Grand Wagoneer models come standard with a set of second-row captain’s chairs and a fixed center console with a 10.3-inch comfort screen. For those who have larger families, you can opt for a bench seat which allows the Grand Wagoneer to seat 8 passengers comfortably. Second-row passengers also can be entertained with a pair of 10.1-inch Uconnect 5 entertainment screens mounted on the front seatbacks. These screens can access audio and video sources, and even stream Amazon Fire TV for Auto using the vehicle’s onboard WiFi.
All Grand Wagoneer models will come standard with the McIntosh MX950 sound system that is available on the Grand Cherokee L. It will feature 19-speakers which include a 10-inch subwoofer, and a 950-watt amplifier For those who are real audiophiles, available on Grand Wagoneer Series I and Series II models, and standard on Grand Wagoneer Series III is the MX1375 system.
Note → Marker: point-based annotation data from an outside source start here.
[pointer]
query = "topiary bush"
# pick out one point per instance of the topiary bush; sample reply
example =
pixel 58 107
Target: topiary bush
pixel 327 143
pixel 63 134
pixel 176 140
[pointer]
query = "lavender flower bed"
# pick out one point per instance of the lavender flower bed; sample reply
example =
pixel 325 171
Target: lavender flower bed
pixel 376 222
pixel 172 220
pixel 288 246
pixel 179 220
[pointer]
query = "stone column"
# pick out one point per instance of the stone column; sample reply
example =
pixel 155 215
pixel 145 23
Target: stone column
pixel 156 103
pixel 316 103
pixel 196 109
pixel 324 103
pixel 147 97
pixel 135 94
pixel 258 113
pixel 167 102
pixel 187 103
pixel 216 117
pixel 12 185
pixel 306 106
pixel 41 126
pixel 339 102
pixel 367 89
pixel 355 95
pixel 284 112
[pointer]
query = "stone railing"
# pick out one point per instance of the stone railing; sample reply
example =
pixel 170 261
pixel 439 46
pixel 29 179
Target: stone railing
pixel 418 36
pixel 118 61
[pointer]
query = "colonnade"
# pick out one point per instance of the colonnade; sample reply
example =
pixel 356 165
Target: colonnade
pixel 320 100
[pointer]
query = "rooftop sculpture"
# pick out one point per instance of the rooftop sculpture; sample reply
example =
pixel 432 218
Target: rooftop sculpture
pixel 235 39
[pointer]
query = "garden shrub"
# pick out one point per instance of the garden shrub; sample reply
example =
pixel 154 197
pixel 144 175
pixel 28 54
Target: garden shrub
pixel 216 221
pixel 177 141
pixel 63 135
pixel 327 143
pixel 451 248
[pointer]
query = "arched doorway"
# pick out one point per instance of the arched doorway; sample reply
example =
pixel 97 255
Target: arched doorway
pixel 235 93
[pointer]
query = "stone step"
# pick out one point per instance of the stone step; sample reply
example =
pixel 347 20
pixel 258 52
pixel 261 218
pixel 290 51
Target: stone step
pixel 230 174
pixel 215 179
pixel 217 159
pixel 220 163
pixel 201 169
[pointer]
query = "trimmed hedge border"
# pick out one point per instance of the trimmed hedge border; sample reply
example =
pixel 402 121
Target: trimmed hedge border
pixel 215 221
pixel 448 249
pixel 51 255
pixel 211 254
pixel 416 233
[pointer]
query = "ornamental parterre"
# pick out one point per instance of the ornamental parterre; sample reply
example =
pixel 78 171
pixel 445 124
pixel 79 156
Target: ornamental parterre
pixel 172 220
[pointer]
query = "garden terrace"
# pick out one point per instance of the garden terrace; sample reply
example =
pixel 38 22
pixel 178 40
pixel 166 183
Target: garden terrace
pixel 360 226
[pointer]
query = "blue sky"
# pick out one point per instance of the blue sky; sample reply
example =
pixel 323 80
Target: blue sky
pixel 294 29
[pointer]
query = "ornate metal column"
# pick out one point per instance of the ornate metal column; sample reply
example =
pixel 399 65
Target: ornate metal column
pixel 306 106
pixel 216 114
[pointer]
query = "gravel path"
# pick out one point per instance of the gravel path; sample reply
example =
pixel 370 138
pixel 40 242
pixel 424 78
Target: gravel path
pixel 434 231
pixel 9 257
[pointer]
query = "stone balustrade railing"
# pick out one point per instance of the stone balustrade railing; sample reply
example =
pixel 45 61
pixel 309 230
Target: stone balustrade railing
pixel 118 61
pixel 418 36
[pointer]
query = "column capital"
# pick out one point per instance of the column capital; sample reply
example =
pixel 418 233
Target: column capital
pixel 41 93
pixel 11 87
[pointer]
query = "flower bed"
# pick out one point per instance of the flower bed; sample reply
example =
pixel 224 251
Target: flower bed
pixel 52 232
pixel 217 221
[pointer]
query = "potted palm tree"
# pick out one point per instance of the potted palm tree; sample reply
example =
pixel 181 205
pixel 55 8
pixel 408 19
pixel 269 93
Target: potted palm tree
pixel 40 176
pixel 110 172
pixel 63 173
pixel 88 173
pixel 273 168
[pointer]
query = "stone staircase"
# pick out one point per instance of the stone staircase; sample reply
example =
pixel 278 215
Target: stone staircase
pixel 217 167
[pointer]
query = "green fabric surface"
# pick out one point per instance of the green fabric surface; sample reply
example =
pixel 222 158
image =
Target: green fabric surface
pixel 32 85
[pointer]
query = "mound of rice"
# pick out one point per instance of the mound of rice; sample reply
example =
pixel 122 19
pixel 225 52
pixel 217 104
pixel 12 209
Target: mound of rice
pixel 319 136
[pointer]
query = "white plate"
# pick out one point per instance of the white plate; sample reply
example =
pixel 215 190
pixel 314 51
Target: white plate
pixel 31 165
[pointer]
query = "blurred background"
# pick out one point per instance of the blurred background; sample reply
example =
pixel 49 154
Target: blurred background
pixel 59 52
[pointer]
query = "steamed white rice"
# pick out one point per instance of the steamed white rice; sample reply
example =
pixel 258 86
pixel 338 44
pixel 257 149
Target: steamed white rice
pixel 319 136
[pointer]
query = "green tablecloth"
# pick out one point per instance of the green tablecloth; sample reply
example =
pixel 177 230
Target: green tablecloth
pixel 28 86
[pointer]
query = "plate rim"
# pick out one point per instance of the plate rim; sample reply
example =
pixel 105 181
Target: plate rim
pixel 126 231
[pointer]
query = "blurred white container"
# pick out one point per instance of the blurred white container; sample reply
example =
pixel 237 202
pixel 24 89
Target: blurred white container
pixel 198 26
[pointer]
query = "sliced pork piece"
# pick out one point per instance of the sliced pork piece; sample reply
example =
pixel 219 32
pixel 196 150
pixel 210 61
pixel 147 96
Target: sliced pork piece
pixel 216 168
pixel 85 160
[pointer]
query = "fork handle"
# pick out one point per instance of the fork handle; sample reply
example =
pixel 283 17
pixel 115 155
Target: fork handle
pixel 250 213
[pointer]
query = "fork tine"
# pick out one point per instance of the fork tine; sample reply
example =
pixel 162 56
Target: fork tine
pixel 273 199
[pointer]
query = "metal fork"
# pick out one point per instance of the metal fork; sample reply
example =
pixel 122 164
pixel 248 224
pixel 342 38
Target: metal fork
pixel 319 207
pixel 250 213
The McIntosh MX1375 sound system uses 23-speaker, 1950-watts of power, and features immersive 3D sound processing for clear and true-to-life audio.
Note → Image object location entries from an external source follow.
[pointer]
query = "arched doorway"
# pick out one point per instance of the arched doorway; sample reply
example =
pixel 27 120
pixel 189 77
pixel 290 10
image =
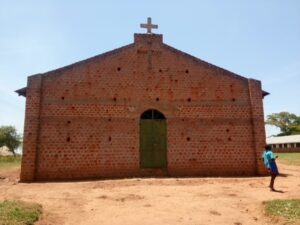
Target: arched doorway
pixel 153 139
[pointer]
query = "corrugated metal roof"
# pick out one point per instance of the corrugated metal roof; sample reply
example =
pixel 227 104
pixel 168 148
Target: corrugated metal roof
pixel 284 139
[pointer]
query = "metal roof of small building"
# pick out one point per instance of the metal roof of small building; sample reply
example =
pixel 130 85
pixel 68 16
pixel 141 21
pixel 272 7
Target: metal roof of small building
pixel 284 139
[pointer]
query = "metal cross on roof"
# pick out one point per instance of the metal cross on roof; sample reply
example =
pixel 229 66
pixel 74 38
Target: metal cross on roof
pixel 149 25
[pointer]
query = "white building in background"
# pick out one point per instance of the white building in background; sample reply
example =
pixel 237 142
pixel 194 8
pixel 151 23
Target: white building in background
pixel 289 143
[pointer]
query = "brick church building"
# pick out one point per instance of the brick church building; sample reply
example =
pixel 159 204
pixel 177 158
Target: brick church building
pixel 145 109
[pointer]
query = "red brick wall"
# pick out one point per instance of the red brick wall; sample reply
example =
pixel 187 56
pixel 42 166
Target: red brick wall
pixel 286 150
pixel 83 119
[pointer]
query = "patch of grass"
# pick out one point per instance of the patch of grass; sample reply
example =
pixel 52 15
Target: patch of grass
pixel 10 161
pixel 19 213
pixel 288 209
pixel 289 158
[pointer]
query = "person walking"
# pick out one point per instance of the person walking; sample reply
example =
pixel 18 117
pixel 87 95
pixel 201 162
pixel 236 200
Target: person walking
pixel 269 160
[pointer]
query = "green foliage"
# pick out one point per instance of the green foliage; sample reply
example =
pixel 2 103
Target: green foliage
pixel 288 209
pixel 19 213
pixel 288 123
pixel 10 138
pixel 289 158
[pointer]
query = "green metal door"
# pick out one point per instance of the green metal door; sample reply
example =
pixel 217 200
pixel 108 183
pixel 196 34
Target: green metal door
pixel 153 143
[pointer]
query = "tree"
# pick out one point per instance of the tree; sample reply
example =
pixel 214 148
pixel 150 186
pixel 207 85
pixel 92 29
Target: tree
pixel 288 123
pixel 10 138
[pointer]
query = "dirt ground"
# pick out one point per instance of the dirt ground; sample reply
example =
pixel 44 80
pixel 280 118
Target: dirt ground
pixel 160 201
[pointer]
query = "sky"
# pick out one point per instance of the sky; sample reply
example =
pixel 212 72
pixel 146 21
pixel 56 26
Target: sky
pixel 253 38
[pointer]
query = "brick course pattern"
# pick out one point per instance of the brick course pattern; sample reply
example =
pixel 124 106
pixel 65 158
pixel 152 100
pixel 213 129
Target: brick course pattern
pixel 82 120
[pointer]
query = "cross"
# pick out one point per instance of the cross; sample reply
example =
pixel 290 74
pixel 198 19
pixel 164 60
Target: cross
pixel 149 25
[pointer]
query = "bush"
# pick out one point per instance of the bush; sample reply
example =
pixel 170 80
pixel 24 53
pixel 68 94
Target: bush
pixel 19 213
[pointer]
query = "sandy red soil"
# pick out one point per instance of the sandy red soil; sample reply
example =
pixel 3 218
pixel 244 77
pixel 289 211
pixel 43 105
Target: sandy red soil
pixel 160 201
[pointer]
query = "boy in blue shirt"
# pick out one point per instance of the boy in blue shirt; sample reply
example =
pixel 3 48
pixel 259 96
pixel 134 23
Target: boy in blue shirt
pixel 269 160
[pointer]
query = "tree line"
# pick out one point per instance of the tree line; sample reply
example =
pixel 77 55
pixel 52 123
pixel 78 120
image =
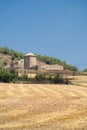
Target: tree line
pixel 48 60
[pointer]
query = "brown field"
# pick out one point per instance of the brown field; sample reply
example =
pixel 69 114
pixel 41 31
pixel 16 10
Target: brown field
pixel 79 80
pixel 43 107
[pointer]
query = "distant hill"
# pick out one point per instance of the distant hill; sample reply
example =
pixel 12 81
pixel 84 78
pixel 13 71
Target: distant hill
pixel 7 55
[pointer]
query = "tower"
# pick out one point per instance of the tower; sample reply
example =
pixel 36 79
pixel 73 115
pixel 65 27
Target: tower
pixel 30 61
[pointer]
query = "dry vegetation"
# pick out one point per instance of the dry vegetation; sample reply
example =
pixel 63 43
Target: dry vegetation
pixel 79 80
pixel 43 107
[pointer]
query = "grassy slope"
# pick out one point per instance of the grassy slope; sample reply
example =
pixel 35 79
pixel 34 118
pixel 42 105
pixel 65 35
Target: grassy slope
pixel 42 107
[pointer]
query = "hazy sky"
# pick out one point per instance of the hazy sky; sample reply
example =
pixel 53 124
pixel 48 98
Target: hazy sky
pixel 56 28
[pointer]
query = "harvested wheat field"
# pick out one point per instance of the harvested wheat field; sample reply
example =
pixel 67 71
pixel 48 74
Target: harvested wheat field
pixel 43 107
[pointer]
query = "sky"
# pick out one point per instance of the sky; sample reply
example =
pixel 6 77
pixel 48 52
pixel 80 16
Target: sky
pixel 56 28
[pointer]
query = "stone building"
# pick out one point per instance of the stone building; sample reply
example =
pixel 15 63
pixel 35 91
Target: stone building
pixel 30 61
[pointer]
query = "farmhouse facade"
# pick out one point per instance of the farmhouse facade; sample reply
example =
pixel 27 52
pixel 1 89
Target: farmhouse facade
pixel 30 62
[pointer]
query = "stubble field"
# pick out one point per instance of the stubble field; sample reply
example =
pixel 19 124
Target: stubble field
pixel 43 107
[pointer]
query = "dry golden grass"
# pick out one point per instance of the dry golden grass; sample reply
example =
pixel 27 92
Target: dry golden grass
pixel 43 107
pixel 79 80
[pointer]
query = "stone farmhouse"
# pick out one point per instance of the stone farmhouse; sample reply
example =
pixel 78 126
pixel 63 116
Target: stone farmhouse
pixel 30 62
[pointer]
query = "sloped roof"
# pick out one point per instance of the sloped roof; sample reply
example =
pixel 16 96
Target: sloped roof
pixel 29 54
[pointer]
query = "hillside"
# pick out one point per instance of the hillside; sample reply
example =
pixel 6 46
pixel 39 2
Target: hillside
pixel 43 107
pixel 7 55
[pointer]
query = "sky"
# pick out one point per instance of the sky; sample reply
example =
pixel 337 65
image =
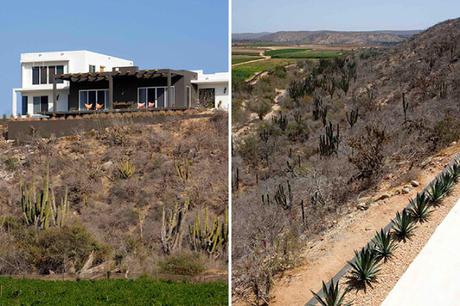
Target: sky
pixel 352 15
pixel 178 34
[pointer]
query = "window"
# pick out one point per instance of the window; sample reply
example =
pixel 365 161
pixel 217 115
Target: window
pixel 25 101
pixel 35 75
pixel 157 95
pixel 45 74
pixel 189 96
pixel 93 97
pixel 40 104
pixel 207 97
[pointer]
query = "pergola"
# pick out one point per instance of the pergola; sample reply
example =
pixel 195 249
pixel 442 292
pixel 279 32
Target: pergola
pixel 109 76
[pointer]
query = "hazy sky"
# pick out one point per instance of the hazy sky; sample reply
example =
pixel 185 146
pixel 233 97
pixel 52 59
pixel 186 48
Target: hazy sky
pixel 185 34
pixel 278 15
Grand Wagoneer models also get adjustable ambient lighting, giving a special appearance to the vehicle’s interior at night.
Grand Wagoneer will be the ultimate ultra-premium halo vehicle for the Jeep brand. With a starting U.S. Manufacturer Suggested Retail Price (MSRP) of $86,995 for the Grand Wagoneer Series I (not including the $1,695 for destination charges) and $103,995 for the top-their Series III trim. There will also be a special all-blacked out Grand Wagoneer Obsidian model based on the Series II trim package, it will have an MSRP of $98,995. The Grand Wagoneer will top out at around $111,000 when all the options are checked off.
Jeep is also introducing an all-new Wagoneer Client Services that offers Wagoneer and Grand Wagoneer customers support, keep up to date with vehicle maintenance, access to special events and contests, merchandise discounts, vehicle rental, and trip interruption coverage after the purchase of their new Wagoneer or Grand Wagoneer. The service will rival the Lincoln brand’s “Black Label” customer service program and will make sure that Wagoneer and Grand Wagoneer owners delivering a unique customer experience, unlike any other Stellantis North American product before it.
“Wagoneer is unquestionably rooted in the legendary Jeep brand and its unmatched heritage of leading capability, authenticity, and freedom, and its return allows us to expand to a much more premium arena with new levels of design detail, and advanced safety and technology features,” said Christian Meunier, global president of the Jeep brand. “While Jeep vehicles bring leading capability, efficiency, and performance across the mainstream SUV market, Wagoneer will ultimately become a portfolio of vehicles that will once again define ‘American Premium,’ making it the standard of sophistication, authenticity, and modern mobility.”
We think the Wagoneer and Grand Wagoneer are great choices in the premium SUV segment in today’s world. While they might be radically different than the original SJ, the mission of offering a premium vehicle, with the most capability in terms of off-road ruggedness is still there. However, true Jeep fans will continue to struggle to call the new Wagoneer and Grand Wagoneer a true replacement for the original.